Çizmek, sizin için ifade türlerinden biri mi? Ankara’da yaşanan katliamın ardından bazı çizimlerinizi yayınladığınızı gördüm… Diğer taraftan çizimlerinizde mutlaka yazı da oluyor. Birinde “bazı büyük düşünceler 140 karaktere sığmıyor” demişsiniz.
Bazısı hiç konuşmuyor ama bazısı bir takım laflar ediyor. Bunlar sokakta, metroda duyduğum ya da gazetelerde, Twitter’da okuduğum “sokaktaki adam” lafları. Genellikle görselle tezat oluşturuyorlar. Bukalemuna dönüşmüş biri inanmışlıktan, böcek yiyen çiçek kafalı bir adam “ilişkide güven”den bahsediyor mesela. Bahsettiğiniz “büyük düşünceli” karakter çok ciddi bir düşünür, bir hindi. Başlarda mahluklar doğrudan hayvan ya da nesne kafalı insan gövdeleriydi. Son günlerde memleket ahvaliyle birlikte ruh halim de paramparça oldu ve bunun doğrudan yansıması olarak desenler de karanlık ve “soyut” bir görünüm aldı.

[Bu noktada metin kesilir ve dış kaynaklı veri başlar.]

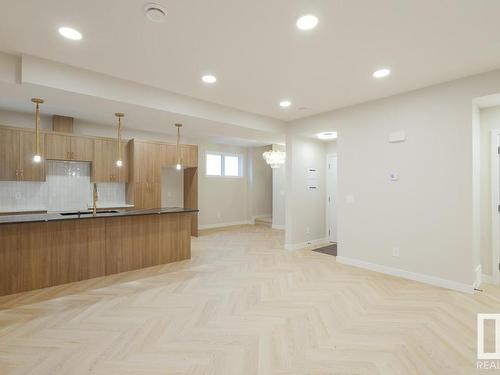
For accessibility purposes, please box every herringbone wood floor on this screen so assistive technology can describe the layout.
[0,225,499,374]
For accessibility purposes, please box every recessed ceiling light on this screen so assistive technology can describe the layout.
[58,26,82,40]
[202,74,217,84]
[296,15,318,31]
[279,100,292,108]
[144,3,167,22]
[317,132,338,140]
[372,68,391,78]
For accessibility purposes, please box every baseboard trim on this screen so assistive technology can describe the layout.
[198,220,251,230]
[336,256,474,293]
[285,237,329,251]
[473,265,482,289]
[482,273,494,285]
[272,224,285,230]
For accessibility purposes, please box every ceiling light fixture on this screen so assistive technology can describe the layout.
[115,113,124,167]
[31,98,44,163]
[58,26,82,40]
[372,68,391,78]
[317,132,338,140]
[279,100,292,108]
[296,15,318,30]
[144,3,167,22]
[202,75,217,84]
[263,150,286,169]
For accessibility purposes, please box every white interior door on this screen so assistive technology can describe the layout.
[326,154,338,243]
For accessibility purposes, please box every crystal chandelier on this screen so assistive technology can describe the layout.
[262,150,286,168]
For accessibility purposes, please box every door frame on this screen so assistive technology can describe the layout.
[490,130,500,285]
[326,153,337,243]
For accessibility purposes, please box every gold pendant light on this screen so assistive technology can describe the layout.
[31,98,44,163]
[115,113,124,167]
[175,123,182,170]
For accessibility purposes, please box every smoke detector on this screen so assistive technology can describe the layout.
[144,3,167,22]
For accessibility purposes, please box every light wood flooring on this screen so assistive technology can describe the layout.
[0,225,499,374]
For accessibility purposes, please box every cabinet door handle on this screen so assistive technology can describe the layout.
[15,169,18,178]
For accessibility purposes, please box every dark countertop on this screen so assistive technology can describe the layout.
[0,207,198,225]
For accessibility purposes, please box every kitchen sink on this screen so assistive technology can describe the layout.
[59,210,119,216]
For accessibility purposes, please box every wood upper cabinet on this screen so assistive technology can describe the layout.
[0,128,45,181]
[93,139,129,183]
[0,128,20,181]
[133,141,160,183]
[19,131,45,181]
[70,136,94,161]
[44,134,93,161]
[159,143,198,168]
[181,145,198,168]
[44,133,70,160]
[160,143,177,166]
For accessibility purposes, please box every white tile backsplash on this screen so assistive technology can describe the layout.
[0,160,128,212]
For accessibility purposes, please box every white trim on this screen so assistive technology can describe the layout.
[336,256,474,293]
[491,130,500,285]
[285,237,329,251]
[251,214,272,224]
[325,153,337,243]
[474,264,482,289]
[198,220,251,230]
[272,224,285,230]
[482,274,494,285]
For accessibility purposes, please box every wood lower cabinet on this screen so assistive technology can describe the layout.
[0,212,192,296]
[0,128,45,181]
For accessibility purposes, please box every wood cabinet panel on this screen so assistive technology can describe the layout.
[160,143,177,166]
[0,219,106,296]
[93,139,114,182]
[19,131,45,181]
[130,182,161,209]
[181,145,198,167]
[94,139,129,183]
[44,133,70,160]
[70,136,94,161]
[133,141,160,183]
[184,167,198,236]
[0,128,20,181]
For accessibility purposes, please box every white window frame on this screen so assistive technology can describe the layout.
[205,151,244,178]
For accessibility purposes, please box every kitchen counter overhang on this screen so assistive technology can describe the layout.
[0,208,199,296]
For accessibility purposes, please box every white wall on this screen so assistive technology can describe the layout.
[287,68,500,290]
[272,144,286,229]
[285,136,326,248]
[479,106,500,277]
[197,143,250,228]
[247,145,272,219]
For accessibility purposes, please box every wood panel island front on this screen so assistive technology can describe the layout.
[0,208,197,296]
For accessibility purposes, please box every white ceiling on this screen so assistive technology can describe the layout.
[1,0,500,122]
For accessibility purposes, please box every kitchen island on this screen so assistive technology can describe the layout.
[0,208,198,296]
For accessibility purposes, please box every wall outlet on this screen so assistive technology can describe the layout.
[392,247,400,257]
[15,192,22,200]
[306,227,310,235]
[216,212,221,219]
[167,191,172,198]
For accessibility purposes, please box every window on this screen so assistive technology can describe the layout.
[206,152,243,177]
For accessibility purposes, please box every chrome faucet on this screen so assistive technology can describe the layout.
[92,182,98,216]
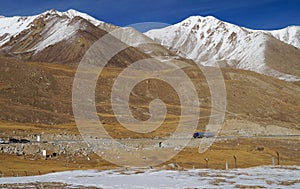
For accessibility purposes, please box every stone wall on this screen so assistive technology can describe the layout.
[0,142,91,157]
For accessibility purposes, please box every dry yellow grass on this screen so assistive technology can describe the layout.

Açıkçası çizimlerinizi çok beğendim. Çok etkileyiciler. Bir röportajınızda “kışın sergi açacağım demişsiniz” ama gerçekleşti mi emin olamadım. Sergi düşünceniz devam ediyor mu?
Çok teşekkür ederim. Desenlerin seveni, takip edeni çok oldu, hatta birkaç tanesi satıldı, çok sevdiğim arkadaşlarımın duvarlarında yer buldu. Biri bir dergi kapağına girdi, biri bir arkadaşımın şiir kitabında yer alacak. Galeri dünyasını hiç bilmiyorum. Bir iki yerle görüştüm, hala uygun bir mekan arıyorum. Serginin yanında bir büyük hayalim de, bu diziyi topluca bir albüm/kitaba dönüştürebilmek. Görmemiş olanlar için blogumdan “Mahlukat Bahçesi” sayfasına bakabilir. (http://asyadada.blogspot.com.tr/2015/03/mahlukat-bahcesi-garden-of-oddities.html
Son olarak size en çok ilham veren isimleri öğrenebilir miyiz? Yazar, yönetmen, ressam herhangi bir alanda olabilir…
Fellini, Bunuel, Antonioni, Cuaron, Coen Brothers, Nabokov, Perec, Joyce, Borges, Harold Pinter, Bilge Karasu, Sait Faik, Kafka, Leyla Erbil, Sevim Burak, Orhan Pamuk, Latife Tekin, Bosch, Bruegel, Paul Klee, Egon Schiele, Matisse, Klimt, Bartok, Bach, Erik Satie, Tom Waits, Bob Dylan, The Cure... İlk aklıma gelenleri bir nefeste saydım ama saymakla bitmez. Aslında insana asıl ilham meşhur olamamış şarkılar ve şiirlerden; isimsiz insanlar, bir kez görülen yüzler, akılda kalan bakışlar, okunup geçilmiş gazete haberleri, çer çöp sıradan nesnelerden geliyor galiba.